Discover Masters World: Lucia Molnarova & Veronika Strapekova (SVK)

Masters

One of these 13th FINA Masters World Championships’ latest sensations was revealed with Slovakia making its first appearance in the Team and Combination events at world level. Overall, the Slovakian ‘mermaids’ proved themselves tremendous performers, picking up three golds in Solo (swum by Lucia Molnarova), Team and Combination and one silver medal in Duet (swum by Lucia and Veronika Strapekova) in Gothenburg (SWE).

Lucia, 26, and Veronika, 32, who both swim for the Iuventa Bratislava in Slovakia, explain what lies behind their success: “Some teammates have swum at very high level”, says Veronika, who represented Slovakia at the 2004 Olympics in Athens. As to Lucia, she swam at Open level until 2006.

Veronika took part in the FINA World Championships in Perth (1998) and Barcelona (2003), while Lucia competed at the same event in Montreal (2005) and concluded with the European championships in Budapest (2006).

Last year they were six girls competing at the European Masters championships in Caddice (ESP) and this year, they came with a 10-strong team for their international premiere in Team and Combination events. Both praise the level of competition at the World Masters as well as the presence of synchro clubs from all over the world.

Veronika and Lucia started synchro around ten years of age. Lucia was practicing gymnastics but because of her asthma, she was told to try aquatics.

The team trains two to three times a week but the training usually intensifies as competition comes close. Veronika, like some of her teammates, is the mother of two children and admits that sometimes it is difficult to arrange everyone for practice.

The team has been swimming for more than ten years together, so training has also become a nice get-together: “It’s fun to keep swimming together; we’re all friends and it’s the reason why we keep doing it,” says Veronika. “Training is a good reason to see each other and to disappear from the house [for competitions abroad] allows for a good time off too!” she laughs.

And because they practice less than before, Veronika and her teammates make full advantage of their training sessions: “We don’t waste our time; we have little time to train so we give everything we have,” she adds.

Their coach, who couldn’t come because she is expecting a baby, is also Slovakian.
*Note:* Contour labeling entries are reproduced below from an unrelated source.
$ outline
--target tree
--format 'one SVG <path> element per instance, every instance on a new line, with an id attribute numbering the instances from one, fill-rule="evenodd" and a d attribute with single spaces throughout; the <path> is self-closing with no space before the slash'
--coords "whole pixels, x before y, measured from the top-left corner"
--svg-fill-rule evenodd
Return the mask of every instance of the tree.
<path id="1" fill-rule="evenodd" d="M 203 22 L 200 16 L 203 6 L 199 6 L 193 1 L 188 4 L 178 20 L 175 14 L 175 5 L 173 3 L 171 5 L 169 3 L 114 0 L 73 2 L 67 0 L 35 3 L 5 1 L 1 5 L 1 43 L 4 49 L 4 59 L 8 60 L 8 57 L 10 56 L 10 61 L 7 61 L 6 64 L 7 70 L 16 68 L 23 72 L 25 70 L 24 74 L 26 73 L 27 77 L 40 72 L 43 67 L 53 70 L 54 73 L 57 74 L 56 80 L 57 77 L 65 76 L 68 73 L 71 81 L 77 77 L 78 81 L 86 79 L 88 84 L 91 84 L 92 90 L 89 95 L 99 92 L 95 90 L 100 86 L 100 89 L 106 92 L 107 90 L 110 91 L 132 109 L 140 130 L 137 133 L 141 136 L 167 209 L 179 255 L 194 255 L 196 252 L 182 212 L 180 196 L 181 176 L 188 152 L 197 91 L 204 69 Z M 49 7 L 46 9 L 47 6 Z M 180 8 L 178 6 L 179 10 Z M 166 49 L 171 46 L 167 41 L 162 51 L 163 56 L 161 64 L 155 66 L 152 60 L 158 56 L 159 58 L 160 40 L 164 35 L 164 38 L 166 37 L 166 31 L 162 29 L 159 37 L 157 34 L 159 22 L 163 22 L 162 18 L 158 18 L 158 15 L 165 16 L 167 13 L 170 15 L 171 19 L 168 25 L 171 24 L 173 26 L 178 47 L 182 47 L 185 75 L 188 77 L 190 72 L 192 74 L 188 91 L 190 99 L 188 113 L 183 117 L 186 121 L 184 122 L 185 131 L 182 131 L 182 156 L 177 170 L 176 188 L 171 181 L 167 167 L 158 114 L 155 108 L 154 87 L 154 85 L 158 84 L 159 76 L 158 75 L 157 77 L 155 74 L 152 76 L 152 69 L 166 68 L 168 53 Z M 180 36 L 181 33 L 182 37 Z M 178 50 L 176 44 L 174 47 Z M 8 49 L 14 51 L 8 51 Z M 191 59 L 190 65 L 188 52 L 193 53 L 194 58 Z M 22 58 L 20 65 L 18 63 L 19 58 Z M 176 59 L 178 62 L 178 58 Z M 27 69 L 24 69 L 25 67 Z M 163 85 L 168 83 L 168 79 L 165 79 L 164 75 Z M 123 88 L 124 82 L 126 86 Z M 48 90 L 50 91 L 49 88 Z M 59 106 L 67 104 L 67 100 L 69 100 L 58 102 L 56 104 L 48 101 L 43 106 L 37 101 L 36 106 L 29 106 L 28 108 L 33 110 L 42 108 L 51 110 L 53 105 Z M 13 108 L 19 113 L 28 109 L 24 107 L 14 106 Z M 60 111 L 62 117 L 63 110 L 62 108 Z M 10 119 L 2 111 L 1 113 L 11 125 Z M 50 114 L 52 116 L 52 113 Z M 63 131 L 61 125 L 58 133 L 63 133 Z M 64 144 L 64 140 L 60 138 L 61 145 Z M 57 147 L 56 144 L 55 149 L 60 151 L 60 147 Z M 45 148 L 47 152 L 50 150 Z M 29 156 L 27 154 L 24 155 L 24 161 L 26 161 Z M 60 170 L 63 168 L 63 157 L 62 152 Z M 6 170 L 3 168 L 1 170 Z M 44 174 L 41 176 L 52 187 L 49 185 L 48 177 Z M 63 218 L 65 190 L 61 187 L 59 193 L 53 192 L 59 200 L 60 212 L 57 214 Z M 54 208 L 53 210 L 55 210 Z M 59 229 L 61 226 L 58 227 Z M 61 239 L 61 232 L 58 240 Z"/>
In Gothenburg, the team is pretty much on their own, which is not a problem: “As kids we could not be left alone but now that we are older, we have acquired discipline in training,” asserts Veronika.

When asked whether synchro suits any age, they give an enthusiastic, straightforward reply: “It’s wonderful to see ladies aged 60-70 and still swimming, jumping in the water and doing figures. It’s amazing! When we are watching them, we have tears in our eyes.” Veronika and Lucia decisively hope to show the same great example in a few decades.

Their message to potential Masters synchro swimmers is encouraging: “Here, everyone can win.” The Slovakian team’s victories at the Masters in Gothenburg are indeed a nice demonstration of the many successful opportunities that this competition offers to all nations.